Este capítulo, enriquecido con la transcripción de abundantes documentos, permite visualizar las posturas encontradas entre los parlamentarios que adherían a la moción y el Departamento de Estado, que pretendía justificar lo injustificable, alegando que los gobiernos asistidos habían abortado la penetración del comunismo en América del Sur.
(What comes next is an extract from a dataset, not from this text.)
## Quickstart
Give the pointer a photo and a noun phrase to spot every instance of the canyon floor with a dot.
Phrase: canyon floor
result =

Del nutrido archivo documental reproducido en este trabajo, se infiere  claramente- que el embajador norteamericano en Montevideo, Ernest Siracusa, fue una figura clave en el encubrimiento de los crímenes cometidos por la dictadura y, tangencialmente, de los asesinatos de Michelini y Gutiérrez Ruiz.

La obra abunda en la mención de casos de presos políticos muertos en confinamiento, aportando valiosa información al esclarecimiento de algunas de las peores barbaries consumadas por los militares, aún antes del golpe de Estado de 1973.

«La piedra en el zapato» es un testimonio realmente removedor, que aporte nueva materia prima al debate sobre la violación a los derechos humanos durante el gobierno autoritario, en tiempos de reapertura de algunas causas judiciales sobre crímenes de lesa humanidad que permanecen impunes.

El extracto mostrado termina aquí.